Carabinieri a scuola? No, Grazie.
di Sergio Torcinovich, 29/5/2007.
La questione educativa
delle giovani generazioni oscilla, parossisticamente, tra aspetti di
inusuale permissivismo e dichiarazioni di stato di emergenza, specie
per quanto riguarda le fasce adolescenziali.
Troppo spesso, come docenti ci capita di osservare una disarmante
inadeguatezza delle famiglie nella gestione delle problematiche
tipiche di un’età di transizione; d’altro canto, noi stessi ci
sentiamo sempre più spesso privi di strumenti di fronte a
comportamenti collettivi e individuali dei nostri allievi. Siamo quasi
mandati allo sbaraglio, presi fra due fuochi rappresentati dalle
esigenze della didattica (i programmi da sviluppare,il dover fare cioè
quello che dovrebbe essere il nostro mestiere) e quelle di educatori
in senso lato (allo stare insieme, al rispetto di sé nel rispetto
degli altri ecc.), a ciò costretti proprio dalle forti difficoltà che
i genitori incontrano nel “tirar su” i propri figli.

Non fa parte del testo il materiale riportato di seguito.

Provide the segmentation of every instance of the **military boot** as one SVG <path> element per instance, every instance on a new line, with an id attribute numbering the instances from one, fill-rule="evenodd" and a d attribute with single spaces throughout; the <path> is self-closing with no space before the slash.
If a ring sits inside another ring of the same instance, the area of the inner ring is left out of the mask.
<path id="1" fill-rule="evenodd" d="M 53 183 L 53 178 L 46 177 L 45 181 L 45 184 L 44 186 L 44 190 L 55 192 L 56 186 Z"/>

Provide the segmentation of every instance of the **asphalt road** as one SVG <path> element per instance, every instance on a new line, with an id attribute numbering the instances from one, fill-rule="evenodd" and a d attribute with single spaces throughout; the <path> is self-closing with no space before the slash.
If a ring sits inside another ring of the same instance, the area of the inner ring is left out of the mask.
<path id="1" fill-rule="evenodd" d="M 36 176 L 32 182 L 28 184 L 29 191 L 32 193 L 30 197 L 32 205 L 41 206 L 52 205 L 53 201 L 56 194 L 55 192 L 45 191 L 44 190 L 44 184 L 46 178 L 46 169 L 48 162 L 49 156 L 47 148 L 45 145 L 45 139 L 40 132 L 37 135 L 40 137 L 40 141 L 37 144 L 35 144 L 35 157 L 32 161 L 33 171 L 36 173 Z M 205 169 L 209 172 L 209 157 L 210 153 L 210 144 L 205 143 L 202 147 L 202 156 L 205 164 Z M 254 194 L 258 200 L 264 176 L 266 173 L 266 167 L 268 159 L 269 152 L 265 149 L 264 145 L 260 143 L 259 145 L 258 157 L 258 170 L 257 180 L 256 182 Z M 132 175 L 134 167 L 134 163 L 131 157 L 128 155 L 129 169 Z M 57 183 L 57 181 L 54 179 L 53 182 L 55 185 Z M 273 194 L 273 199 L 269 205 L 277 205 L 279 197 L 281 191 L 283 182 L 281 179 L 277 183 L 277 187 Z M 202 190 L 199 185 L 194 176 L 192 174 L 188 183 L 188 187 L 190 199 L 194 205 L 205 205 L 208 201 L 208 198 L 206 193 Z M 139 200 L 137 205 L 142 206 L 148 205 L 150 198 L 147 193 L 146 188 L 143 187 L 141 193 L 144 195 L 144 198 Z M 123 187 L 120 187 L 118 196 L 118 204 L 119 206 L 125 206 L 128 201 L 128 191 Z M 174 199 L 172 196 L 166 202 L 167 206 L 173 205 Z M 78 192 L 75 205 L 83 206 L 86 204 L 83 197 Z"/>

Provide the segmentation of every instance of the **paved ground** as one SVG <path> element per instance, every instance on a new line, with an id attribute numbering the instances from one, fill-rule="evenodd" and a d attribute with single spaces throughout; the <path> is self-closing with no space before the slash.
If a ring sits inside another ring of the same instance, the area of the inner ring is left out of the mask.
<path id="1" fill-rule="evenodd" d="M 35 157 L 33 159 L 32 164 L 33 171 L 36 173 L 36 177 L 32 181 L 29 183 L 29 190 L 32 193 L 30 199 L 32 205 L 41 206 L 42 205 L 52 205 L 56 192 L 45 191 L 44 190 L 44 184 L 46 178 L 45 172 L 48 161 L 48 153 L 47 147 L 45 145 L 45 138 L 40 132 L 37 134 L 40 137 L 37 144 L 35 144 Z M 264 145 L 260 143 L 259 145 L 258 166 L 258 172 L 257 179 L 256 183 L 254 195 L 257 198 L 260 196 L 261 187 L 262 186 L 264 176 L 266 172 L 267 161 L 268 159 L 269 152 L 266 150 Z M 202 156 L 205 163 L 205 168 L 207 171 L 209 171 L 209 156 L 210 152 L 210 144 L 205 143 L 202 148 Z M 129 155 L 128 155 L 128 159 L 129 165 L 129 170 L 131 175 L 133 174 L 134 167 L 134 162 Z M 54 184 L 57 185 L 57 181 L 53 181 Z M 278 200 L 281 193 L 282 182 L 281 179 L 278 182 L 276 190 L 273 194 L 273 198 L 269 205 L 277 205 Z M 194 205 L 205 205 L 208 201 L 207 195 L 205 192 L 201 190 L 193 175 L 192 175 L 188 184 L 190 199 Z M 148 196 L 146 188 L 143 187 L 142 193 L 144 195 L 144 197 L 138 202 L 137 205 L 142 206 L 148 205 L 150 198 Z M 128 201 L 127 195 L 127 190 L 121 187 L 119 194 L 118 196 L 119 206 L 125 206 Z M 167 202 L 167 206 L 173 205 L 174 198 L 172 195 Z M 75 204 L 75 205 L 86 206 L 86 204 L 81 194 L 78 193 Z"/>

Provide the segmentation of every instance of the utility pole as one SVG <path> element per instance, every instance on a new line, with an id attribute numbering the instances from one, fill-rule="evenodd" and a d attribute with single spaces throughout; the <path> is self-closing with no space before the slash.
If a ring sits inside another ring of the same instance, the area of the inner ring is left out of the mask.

Soprattutto
quest’ultimo e improprio compito deve essere svolto con molta
discrezione, per non urtare suscettibilità delle famiglie che si
sentono inadeguate, ma sicuramente non vogliono ammetterlo.
Del resto, oggi non vi è istituzione più in crisi della famiglia, con
buona pace di vescovi e politici con e dem.
Forse ha ragione chi va sostenendo che non riusciamo più a produrre, a
livello sociale, alcuna scala valoriale di un qualche spessore, che
non sia la foglia di fico di un conformistico perbenismo di facciata.
Soprattutto, preoccupa la mancanza di una pratica etica a tutti i
livelli dell’agire pubblico. Siamo forse giunti all’esasperazione dei
“vizi privati, pubbliche virtù”.
Se così stanno le cose, non è da stupirci se i nostri ragazzi vivano
in un vuoto pneumatico, del tutto o quasi privi di punti di
riferimento. Si rivolgono al gruppo, e questo è quasi naturale; che
spesso diventa incontrollato branco, e questo lo è un po’ meno. Ma il
dato che emerge dalla lettura della stampa e dalla pratica di chi
frequenta le scuole è che sono sempre meno controllabili e
prevedibili; in estrema sintesi, cominciano a fare paura. Ed ecco
allora le belle pensate di far venire a scuola i carabinieri (come se
ce ne fossero a sufficienza!). Ma non sarebbe coerente e onesto
dichiarare la bancarotta del sistema educativo italiano, dovuto ad
anni di tagli dissennati della spesa per la scuola e l’università?
Alla doverosa e auspicata scolarizzazione di massa si è risposto nel
peggiore dei modi, risparmiando cioè su tutto e umiliando soprattutto
i docenti non universitari con stipendi ridicoli che nel nostro ambito
culturale comportano il discredito sociale. Così la maggior parte dei
commentatori ha potuto infierire sottolineando come la spesa per la
scuola vada tutta in salari per i docenti, con il corollario della
bubbola che in Italia saremmo troppi rispetto agli altri paesi europei
(già, mica hanno gli insegnanti di religione cattolica e quelli di
sostegno, gli altri … senza contare la pletora dei “distaccati”). I
dati della
débacle formativa
ci sono tutti: basti pensare agli ultimi posti dei nostri studenti
nelle classifiche internazionali relativa alla preparazione in materie
scientifiche.
Che si fa, allora? Chiamiamo i carabinieri? Mah?!?!?
E’ sconfortante il fatto
che a nessuno venga in mente che far riprendere autorevolezza
all’istituzione scolastica e perciò a chi in essa opera, in primo
luogo ai docenti, sia forse il modo migliore per togliere ai ragazzi
ogni concessione ai loro eccessi non più trasgressivi (cosa c’è da
trasgredire, oggi?), ma semplicemente distruttivi. Se la scuola e i
docenti tornassero a fare il loro mestiere, anche le forze di polizia
potrebbero tornare a fare quello per cui sono destinate. Bisogna però
crederci, e soprattutto gli insegnanti devono cominciare a pretendere
la valorizzazione del loro ruolo e della loro funzione. Ma questo temo
sia il versante più arduo della questione.